CAMI-challenge / CAMISIM

CAMISIM: Simulating metagenomes and microbial communities
https://data.cami-challenge.org/participate
Apache License 2.0
167 stars 37 forks source link

Unable to run metagenomesimulation.py on docker #83

Closed Adoni5 closed 3 years ago

Adoni5 commented 4 years ago

Hi,

I pulled the latest docker image, but am struggling with the Documentation. What I am trying to do is create a Metagenomics sample of multiple genomes, with a mixed abundance. The genomes themselves aren't important so much as the varied abundance, and it being simulated data from real genomes, and that I receive FASTA/FASTQ at the end.

The docker image is working correctly but I'm not sure how to proceed.

Any help would be appreciated,

Rory

AlphaSquad commented 4 years ago

Dear Rory,

thanks for you interest in CAMISIM and I hope I will be able to help you. I am not entirely sure what you mean by "mixed" or "varied abundance" - just that not all genomes have the same abundance or do you have a specific distribution in mind? Do you have target genomes available? Then you will need to create the id_to_genome and metadata files (explained here: https://github.com/CAMI-challenge/CAMISIM/wiki/File-Formats) for these genomes, plug them into the config file (in addition to the read simulator you want to use and how much data you want to produce) and are ready to go using the metagenomesimulation.py script. The output of the read files will always be fastq-files. Please let me know which step is unclear and we will find a solution.

Adoni5 commented 4 years ago

Hi @AlphaSquad ,

Thanks for your quick response! So I have a specific distribution in mind, as I would need to know the abundances of each genome that are in the produced FASTQ. I do have target genomes available. I can see from the example file formats and the wiki what files I'm supposed to make, which is great.

My confusion is how do I pass the metadata files, genomes files and the config files into the docker command?

Adoni5 commented 4 years ago

@AlphaSquad Hey, sorry to chase you but it would be pretty handy if I could get this working soon!

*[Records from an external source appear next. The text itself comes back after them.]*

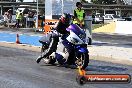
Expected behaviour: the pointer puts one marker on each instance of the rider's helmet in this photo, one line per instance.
(66, 19)
(75, 28)
(78, 3)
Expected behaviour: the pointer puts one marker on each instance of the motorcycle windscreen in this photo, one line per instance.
(77, 30)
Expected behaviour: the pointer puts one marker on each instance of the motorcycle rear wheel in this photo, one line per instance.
(82, 60)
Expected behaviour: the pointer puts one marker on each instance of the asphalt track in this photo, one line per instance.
(23, 38)
(18, 69)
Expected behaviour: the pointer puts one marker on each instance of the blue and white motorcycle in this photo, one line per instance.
(78, 40)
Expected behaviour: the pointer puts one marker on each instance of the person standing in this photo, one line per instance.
(79, 15)
(18, 19)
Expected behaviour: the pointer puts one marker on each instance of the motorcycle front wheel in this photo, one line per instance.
(48, 60)
(82, 60)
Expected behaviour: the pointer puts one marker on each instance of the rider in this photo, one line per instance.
(60, 28)
(79, 15)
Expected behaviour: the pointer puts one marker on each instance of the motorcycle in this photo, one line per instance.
(77, 39)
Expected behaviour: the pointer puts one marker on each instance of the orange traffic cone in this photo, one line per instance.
(17, 39)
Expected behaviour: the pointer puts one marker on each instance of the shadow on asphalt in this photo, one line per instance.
(105, 68)
(125, 45)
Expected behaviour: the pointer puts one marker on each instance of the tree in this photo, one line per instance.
(104, 1)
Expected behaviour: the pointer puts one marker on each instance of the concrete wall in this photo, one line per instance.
(121, 27)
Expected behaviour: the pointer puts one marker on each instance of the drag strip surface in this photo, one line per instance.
(18, 69)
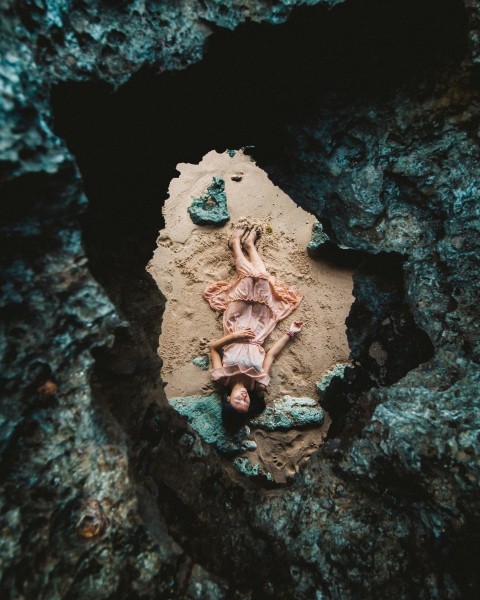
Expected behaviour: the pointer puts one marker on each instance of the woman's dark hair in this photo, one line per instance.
(232, 419)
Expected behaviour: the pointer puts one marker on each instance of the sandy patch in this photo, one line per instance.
(188, 256)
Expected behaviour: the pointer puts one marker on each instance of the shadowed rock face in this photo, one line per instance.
(384, 152)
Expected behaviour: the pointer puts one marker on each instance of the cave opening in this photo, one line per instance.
(252, 86)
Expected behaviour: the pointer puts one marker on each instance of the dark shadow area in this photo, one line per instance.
(385, 343)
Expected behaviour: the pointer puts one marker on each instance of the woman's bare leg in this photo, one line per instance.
(249, 245)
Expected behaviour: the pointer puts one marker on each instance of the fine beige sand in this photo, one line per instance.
(188, 256)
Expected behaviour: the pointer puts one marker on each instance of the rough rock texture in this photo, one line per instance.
(204, 414)
(389, 508)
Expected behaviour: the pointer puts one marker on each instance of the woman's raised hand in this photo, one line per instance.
(244, 334)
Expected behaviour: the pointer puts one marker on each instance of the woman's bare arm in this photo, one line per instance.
(280, 344)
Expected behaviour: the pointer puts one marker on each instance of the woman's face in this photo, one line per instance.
(240, 400)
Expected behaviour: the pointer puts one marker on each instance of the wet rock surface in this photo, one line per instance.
(388, 165)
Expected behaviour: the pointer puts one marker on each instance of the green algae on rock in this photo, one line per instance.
(211, 208)
(204, 415)
(337, 370)
(289, 413)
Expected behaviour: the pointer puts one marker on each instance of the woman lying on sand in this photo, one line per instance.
(252, 304)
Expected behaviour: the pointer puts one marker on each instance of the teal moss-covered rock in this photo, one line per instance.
(337, 370)
(211, 208)
(204, 415)
(290, 413)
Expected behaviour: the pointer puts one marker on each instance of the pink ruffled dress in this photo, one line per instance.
(256, 300)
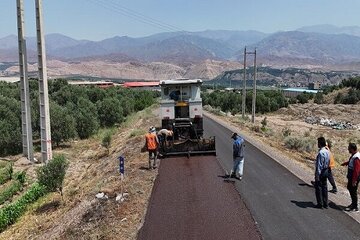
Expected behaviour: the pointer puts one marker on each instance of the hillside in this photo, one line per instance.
(79, 215)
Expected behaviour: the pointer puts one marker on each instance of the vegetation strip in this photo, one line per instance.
(6, 173)
(10, 213)
(14, 187)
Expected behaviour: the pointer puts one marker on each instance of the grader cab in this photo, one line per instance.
(181, 112)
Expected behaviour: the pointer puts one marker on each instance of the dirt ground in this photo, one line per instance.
(79, 215)
(292, 121)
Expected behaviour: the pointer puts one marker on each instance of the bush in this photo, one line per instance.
(6, 173)
(299, 144)
(9, 191)
(10, 213)
(63, 126)
(286, 132)
(51, 175)
(106, 141)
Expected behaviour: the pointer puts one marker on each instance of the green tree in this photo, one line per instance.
(86, 117)
(109, 111)
(53, 173)
(63, 126)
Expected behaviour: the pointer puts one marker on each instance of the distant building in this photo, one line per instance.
(10, 79)
(100, 84)
(143, 85)
(314, 86)
(294, 92)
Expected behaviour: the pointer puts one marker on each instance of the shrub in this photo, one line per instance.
(10, 213)
(256, 128)
(6, 173)
(9, 191)
(51, 175)
(106, 141)
(299, 144)
(286, 132)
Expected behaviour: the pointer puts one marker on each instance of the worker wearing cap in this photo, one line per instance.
(152, 144)
(163, 135)
(238, 156)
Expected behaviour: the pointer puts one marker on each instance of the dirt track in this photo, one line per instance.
(190, 200)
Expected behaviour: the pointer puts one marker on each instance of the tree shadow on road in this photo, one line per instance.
(312, 205)
(304, 204)
(306, 185)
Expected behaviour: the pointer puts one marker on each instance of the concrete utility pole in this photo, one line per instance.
(254, 91)
(26, 128)
(254, 87)
(244, 88)
(46, 149)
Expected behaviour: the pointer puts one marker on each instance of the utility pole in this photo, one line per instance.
(254, 87)
(46, 149)
(254, 91)
(27, 141)
(244, 88)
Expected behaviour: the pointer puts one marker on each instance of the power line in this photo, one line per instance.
(144, 16)
(115, 7)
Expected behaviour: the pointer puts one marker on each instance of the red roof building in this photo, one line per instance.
(141, 84)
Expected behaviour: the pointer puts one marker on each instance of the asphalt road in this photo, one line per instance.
(190, 200)
(282, 204)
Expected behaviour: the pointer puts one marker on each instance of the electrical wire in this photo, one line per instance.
(116, 7)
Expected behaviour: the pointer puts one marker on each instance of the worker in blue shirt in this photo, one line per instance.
(238, 156)
(321, 174)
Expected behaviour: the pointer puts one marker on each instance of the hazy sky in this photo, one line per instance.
(100, 19)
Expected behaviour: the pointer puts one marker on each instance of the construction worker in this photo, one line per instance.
(353, 176)
(163, 136)
(331, 166)
(238, 156)
(152, 144)
(321, 174)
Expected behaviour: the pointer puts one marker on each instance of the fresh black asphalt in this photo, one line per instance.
(281, 203)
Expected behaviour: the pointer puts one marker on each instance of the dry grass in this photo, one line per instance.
(80, 215)
(291, 121)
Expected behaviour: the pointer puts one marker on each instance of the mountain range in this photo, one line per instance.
(313, 46)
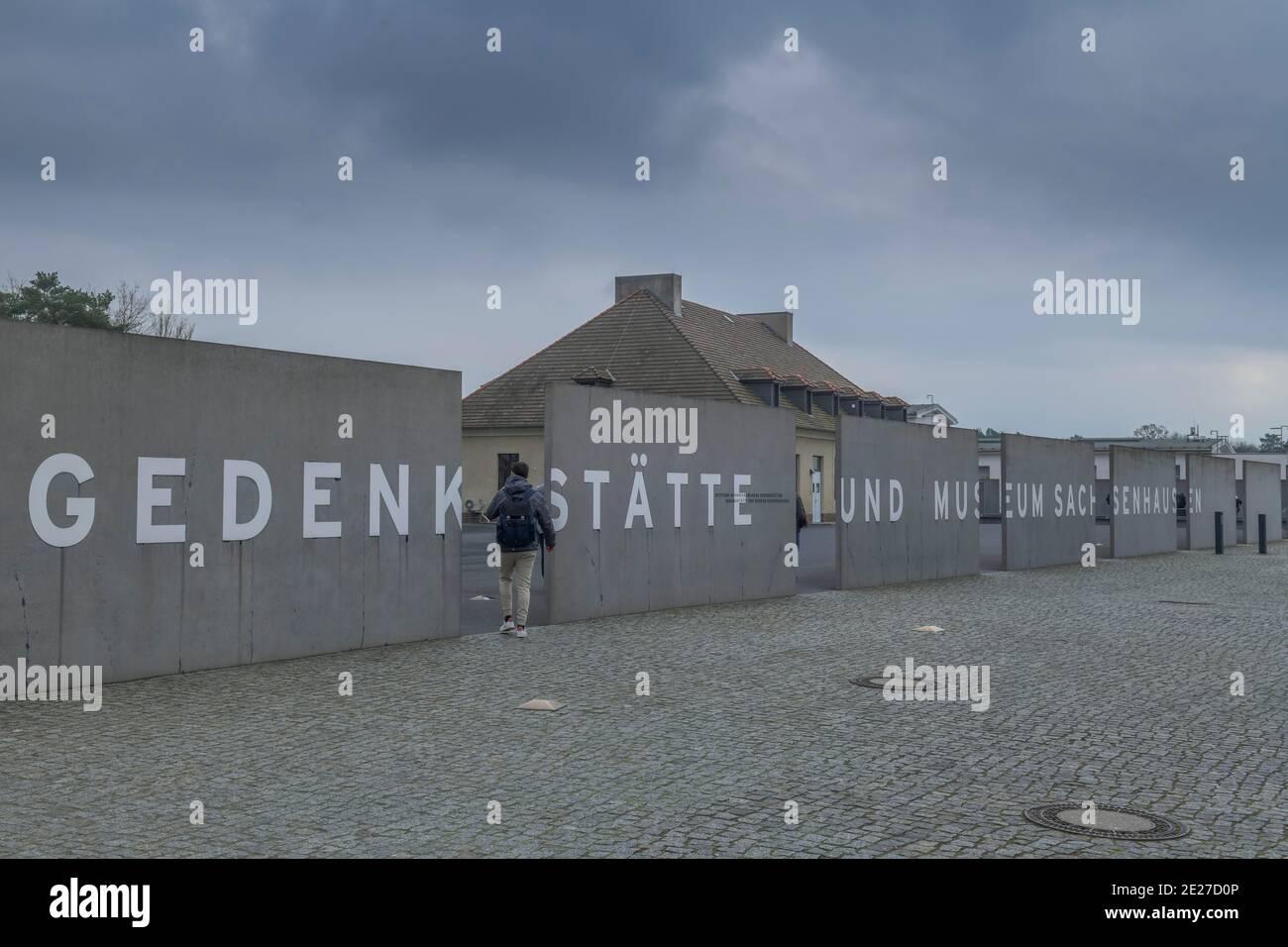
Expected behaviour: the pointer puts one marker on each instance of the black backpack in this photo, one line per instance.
(515, 525)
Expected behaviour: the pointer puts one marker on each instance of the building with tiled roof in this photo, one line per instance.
(652, 339)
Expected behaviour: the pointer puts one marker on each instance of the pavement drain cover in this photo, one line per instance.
(1112, 822)
(541, 705)
(877, 682)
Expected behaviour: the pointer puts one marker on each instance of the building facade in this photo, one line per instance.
(653, 339)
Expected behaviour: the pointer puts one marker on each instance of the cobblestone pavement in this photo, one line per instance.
(1100, 689)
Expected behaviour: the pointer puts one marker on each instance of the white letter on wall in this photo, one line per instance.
(397, 505)
(235, 531)
(314, 497)
(445, 497)
(595, 478)
(78, 506)
(150, 497)
(739, 480)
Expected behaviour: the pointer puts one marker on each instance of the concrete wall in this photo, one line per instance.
(1261, 495)
(614, 570)
(1209, 488)
(480, 453)
(1048, 500)
(142, 608)
(806, 449)
(1141, 501)
(907, 502)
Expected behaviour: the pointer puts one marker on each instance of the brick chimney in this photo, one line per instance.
(665, 286)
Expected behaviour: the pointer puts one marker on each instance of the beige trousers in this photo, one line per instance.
(516, 570)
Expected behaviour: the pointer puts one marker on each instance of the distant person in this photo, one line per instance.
(519, 512)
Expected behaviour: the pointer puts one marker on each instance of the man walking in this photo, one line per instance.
(518, 510)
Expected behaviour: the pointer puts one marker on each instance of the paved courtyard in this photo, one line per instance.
(1108, 684)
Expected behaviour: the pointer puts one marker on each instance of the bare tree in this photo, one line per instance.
(132, 312)
(130, 309)
(170, 326)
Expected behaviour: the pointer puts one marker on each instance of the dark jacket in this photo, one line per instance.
(516, 486)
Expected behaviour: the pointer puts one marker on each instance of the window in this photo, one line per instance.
(503, 462)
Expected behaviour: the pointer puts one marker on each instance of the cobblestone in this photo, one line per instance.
(1099, 690)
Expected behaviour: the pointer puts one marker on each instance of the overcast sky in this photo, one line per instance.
(768, 169)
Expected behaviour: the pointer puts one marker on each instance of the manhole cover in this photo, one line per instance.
(877, 682)
(1112, 822)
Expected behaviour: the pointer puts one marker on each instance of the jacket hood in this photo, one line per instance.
(516, 486)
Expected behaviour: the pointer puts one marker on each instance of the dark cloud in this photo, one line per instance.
(768, 169)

AlphaSquad commented 4 years ago

Ah I see where the problem is now. After you have built the docker container you just run the command you want after the docker run command, i.e. if your container is called camisim, then

docker run "camisim" metagenome_from_profile.py -p mini.biom should run a small CAMISIM test.

Adoni5 commented 4 years ago
Inserting synonyms:      190000Traceback (most recent call last):
  File "metagenome_from_profile.py", line 11, in <module>
    import scripts.get_genomes as GG
  File "/usr/local/bin/scripts/get_genomes.py", line 15, in <module>
    ncbi = NCBITaxa()
  File "/usr/local/lib/python2.7/dist-packages/ete2/ncbi_taxonomy/ncbiquery.py", line 74, in __init__
    self.update_taxonomy_database()
  File "/usr/local/lib/python2.7/dist-packages/ete2/ncbi_taxonomy/ncbiquery.py", line 101, in update_taxonomy_database
2271000 generating entries... 
Uploading to /root/.etetoolkit/taxa.sqlite

    update_db(self.dbfile)
  File "/usr/local/lib/python2.7/dist-packages/ete2/ncbi_taxonomy/ncbiquery.py", line 659, in update_db
    upload_data(dbfile)
  File "/usr/local/lib/python2.7/dist-packages/ete2/ncbi_taxonomy/ncbiquery.py", line 698, in upload_data
    db.execute("INSERT INTO synonym (taxid, spname) VALUES (?, ?);", (taxid, spname))
sqlite3.IntegrityError: UNIQUE constraint failed: synonym.spname, synonym.taxid

Running the above test gives me this error - is the version of SQLlite pinned?

AlphaSquad commented 4 years ago

Uh oh, I just tried it with the docker and got the same error. Unfortunately I am neither an expert on docker nor on SQL. I will try to find out what went wrong and fix this asap. If you already have an idea what could be the problems, I am happy with any comment. Sorry for the inconvenience

AlphaSquad commented 4 years ago

I know this is quite old, but the error you report is one of the ete package in python and is not connected to docker or SQL. I've encountered this error while updating some scripts to be compatible with python3 and have added a fix described in the ete repository. This could possibly also solve your problem, please give it a try on the python3 branch!